All the ground's grandstands - including the four-storey terrace hospitality complex - would be demolished over the next few months, he confirmed.

Only the historic brick Neville St turnstile building and the remains of the playing surface would be left behind, he said.

The cleared site would then be fenced while new owner Calder Stewart sought tenants for one or more industrial developments. It was the first time anyone had confirmed the fate of the relatively modern terrace complex - it was built for $4 million in 1994.

Calder Stewart had obtained two demolition consents from the council - one covering the terrace complex and the other covering all the ground's other stands.

However, while a $200,000 bond from Calder Stewart would be repaid only if demolition was completed within six months, the terrace complex did not need to come down as part of the deal.

Dunedin Mayor Dave Cull suggested in June the complex might be spared, but Calder Stewart staff have so far declined to discuss their plans for the site.

Mr Edge told the Otago Daily Times his demolition crew would work their way around the ground over the next few weeks, removing the lower parts of each stand to gain access to corporate boxes on the upper floors.

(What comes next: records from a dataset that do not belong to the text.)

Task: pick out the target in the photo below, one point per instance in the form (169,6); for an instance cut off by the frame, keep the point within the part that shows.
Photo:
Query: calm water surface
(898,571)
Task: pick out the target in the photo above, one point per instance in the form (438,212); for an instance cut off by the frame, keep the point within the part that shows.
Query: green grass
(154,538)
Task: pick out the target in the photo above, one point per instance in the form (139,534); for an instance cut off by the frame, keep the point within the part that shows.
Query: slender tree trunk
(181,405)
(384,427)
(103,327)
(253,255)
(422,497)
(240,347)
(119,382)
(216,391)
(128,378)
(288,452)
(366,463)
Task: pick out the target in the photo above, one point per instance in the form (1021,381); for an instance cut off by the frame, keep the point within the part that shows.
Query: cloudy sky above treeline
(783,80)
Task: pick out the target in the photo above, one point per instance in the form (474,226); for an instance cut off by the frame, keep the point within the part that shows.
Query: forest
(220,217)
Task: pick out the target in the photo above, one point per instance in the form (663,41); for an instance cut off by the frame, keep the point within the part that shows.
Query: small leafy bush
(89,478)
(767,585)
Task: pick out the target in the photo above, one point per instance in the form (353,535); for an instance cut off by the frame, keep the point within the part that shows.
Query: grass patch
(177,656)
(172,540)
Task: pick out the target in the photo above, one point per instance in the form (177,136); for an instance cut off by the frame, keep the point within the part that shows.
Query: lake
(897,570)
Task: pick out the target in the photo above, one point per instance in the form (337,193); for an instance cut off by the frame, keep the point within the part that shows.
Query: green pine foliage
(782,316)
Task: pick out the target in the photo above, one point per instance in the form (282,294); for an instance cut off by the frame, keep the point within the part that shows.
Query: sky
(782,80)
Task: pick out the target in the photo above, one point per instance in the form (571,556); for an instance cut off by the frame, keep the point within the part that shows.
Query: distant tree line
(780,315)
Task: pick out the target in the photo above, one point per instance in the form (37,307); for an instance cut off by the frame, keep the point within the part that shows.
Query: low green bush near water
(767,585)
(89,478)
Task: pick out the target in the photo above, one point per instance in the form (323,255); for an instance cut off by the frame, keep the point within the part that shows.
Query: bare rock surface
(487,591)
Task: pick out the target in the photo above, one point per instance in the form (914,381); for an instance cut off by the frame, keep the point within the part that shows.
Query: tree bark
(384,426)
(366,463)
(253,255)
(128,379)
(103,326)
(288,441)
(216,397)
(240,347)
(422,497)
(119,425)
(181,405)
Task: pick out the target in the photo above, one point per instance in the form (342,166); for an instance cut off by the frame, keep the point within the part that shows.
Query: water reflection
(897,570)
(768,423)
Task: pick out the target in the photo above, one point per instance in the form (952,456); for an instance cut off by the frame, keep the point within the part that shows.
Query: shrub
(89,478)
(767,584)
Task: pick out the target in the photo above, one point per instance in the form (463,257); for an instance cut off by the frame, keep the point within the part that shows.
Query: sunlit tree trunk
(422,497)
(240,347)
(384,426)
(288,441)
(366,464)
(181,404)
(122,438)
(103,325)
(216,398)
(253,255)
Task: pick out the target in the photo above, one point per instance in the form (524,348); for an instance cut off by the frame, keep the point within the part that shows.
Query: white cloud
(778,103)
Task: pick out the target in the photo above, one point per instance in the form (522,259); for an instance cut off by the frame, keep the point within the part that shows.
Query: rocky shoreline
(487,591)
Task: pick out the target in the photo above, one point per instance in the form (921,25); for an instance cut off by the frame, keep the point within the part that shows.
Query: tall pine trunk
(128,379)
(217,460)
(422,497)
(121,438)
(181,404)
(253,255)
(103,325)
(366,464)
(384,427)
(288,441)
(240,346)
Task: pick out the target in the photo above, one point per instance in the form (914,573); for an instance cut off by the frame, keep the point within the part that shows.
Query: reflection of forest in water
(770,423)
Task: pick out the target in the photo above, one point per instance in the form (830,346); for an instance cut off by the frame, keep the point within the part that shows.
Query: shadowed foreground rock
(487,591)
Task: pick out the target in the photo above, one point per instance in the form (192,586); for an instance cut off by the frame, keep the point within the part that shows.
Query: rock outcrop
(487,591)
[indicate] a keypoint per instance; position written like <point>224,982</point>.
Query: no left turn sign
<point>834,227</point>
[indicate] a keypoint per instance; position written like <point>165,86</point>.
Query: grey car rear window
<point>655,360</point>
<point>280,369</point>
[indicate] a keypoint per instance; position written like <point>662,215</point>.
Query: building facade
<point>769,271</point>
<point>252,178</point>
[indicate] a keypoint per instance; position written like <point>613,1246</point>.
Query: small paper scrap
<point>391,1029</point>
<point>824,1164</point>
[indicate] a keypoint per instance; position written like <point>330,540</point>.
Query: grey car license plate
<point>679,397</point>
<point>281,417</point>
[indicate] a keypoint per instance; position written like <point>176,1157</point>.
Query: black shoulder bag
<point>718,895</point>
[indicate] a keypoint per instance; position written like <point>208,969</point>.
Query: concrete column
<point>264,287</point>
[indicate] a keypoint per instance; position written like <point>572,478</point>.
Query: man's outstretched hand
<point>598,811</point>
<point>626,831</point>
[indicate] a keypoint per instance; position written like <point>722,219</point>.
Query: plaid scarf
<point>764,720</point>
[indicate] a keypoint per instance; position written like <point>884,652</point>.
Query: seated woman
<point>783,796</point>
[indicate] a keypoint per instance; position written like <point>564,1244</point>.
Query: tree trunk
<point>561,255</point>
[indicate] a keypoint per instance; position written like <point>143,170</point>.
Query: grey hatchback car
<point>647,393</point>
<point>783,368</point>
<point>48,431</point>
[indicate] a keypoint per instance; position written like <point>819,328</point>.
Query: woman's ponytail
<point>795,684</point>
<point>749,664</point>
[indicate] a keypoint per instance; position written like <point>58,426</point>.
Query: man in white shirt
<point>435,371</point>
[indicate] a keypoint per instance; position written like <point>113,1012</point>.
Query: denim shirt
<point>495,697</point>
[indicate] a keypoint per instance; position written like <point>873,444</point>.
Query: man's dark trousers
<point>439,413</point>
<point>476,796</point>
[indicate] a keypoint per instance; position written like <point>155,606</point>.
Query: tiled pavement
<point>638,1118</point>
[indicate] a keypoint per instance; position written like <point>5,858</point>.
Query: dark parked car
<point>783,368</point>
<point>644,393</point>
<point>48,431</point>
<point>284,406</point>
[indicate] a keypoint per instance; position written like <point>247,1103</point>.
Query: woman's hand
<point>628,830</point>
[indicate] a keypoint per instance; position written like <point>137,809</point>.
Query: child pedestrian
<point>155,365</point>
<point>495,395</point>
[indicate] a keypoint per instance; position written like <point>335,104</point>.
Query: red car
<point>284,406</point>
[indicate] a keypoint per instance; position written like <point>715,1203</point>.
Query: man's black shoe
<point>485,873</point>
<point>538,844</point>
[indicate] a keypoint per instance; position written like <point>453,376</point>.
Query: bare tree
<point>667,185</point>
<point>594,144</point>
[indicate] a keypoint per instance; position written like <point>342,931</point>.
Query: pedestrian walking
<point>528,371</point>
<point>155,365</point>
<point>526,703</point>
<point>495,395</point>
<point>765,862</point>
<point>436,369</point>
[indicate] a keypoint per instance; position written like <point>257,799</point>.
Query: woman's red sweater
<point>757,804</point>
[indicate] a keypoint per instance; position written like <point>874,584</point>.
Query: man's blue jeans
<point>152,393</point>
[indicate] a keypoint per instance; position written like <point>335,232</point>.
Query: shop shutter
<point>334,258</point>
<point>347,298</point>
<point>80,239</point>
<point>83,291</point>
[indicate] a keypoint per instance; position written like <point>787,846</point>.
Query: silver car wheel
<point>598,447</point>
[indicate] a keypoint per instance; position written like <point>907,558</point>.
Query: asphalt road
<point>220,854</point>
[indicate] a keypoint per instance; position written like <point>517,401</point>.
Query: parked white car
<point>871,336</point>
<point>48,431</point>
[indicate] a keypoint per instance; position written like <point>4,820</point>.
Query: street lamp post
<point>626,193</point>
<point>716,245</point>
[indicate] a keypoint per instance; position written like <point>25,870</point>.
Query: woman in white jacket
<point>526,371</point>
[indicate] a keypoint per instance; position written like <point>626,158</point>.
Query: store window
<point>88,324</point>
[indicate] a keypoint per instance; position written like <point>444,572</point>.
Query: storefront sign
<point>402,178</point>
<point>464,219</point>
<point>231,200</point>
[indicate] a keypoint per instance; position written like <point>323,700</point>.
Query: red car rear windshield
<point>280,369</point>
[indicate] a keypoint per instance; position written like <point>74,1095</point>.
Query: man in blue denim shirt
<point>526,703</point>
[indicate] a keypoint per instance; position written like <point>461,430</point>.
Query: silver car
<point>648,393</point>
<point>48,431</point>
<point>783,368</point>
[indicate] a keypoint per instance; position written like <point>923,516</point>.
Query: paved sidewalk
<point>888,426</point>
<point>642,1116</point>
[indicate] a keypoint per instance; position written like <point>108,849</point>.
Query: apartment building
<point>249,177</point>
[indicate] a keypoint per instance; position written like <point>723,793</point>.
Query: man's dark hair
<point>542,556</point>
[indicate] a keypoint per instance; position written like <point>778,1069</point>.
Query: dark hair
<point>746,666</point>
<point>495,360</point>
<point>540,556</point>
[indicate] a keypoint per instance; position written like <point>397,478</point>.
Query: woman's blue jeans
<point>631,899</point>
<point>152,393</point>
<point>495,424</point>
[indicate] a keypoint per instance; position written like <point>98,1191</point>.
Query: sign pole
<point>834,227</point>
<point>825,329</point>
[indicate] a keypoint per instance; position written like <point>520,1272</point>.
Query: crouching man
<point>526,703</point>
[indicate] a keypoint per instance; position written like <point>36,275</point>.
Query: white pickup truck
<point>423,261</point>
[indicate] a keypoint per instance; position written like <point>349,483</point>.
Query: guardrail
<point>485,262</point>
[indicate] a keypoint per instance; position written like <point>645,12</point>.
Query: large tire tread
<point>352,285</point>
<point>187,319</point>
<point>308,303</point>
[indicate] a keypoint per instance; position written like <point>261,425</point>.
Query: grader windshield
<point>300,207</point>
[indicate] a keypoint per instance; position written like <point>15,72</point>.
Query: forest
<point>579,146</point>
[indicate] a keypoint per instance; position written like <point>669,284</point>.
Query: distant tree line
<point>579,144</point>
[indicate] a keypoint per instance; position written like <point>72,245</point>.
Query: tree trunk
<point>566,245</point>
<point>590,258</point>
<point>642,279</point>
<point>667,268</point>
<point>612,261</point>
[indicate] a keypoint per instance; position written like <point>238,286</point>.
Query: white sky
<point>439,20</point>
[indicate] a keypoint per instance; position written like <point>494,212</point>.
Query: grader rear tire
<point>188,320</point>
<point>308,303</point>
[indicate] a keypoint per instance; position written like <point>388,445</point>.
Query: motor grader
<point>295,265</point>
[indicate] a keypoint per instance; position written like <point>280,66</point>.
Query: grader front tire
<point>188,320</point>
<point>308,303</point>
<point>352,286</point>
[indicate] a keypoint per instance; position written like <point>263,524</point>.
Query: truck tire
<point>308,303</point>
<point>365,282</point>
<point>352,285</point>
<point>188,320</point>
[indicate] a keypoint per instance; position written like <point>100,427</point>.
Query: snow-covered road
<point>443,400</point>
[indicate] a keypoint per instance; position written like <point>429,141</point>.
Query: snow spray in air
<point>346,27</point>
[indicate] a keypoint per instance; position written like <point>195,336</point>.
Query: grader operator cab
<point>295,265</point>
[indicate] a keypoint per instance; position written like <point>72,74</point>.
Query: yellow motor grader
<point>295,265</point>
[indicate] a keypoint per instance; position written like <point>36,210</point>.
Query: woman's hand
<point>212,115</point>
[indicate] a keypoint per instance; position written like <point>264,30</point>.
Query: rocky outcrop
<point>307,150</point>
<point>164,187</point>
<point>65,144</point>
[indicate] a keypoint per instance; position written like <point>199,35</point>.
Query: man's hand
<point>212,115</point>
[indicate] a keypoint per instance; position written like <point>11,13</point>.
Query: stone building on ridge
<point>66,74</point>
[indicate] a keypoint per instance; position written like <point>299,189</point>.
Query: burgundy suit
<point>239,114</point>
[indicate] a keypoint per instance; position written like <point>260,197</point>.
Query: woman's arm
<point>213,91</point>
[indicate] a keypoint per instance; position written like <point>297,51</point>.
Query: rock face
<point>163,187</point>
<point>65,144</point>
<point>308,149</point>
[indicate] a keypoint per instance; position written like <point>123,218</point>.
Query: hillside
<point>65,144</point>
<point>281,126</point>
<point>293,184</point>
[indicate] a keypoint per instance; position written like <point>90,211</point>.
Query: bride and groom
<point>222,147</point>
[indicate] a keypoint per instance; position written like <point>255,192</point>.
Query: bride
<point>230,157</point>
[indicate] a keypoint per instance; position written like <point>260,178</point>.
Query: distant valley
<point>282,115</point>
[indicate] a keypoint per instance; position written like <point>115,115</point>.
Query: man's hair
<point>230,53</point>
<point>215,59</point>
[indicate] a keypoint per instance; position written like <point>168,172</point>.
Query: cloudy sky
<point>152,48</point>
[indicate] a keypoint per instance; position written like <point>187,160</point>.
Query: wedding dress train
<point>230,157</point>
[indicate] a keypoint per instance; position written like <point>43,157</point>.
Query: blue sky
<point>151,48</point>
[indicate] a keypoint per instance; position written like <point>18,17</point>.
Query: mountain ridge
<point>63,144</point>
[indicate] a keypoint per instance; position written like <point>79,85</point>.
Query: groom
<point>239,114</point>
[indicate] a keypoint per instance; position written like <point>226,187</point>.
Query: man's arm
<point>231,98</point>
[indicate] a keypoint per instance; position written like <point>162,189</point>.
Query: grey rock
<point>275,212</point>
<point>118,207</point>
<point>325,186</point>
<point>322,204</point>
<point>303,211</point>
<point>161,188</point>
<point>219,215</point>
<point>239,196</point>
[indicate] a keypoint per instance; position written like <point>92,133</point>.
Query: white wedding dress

That would make it easier for his workers to strip the interiors and push the material straight out the windows to the ground below, rather than climbing up and down stairs, he said.

Following that, the old stands' fittings, roofs and foundations would be removed, and about 90% of all material - including wiring, crushed concrete and roofing steel - would be recycled, he said.

Each stage of demolition would take about six weeks, but Mr Edge hoped to have most of the stands down within two months. That would leave only the terrace corporate box complex, which would be the last to go.

Demolition was expected to be finished by Christmas, leaving behind only the Neville St turnstiles and an otherwise-cleared and fenced site.

Mr Edge said he had enjoyed watching All Blacks tests at Carisbrook in the past, and, even for a Cantabrian, it was ''the end of an era really''.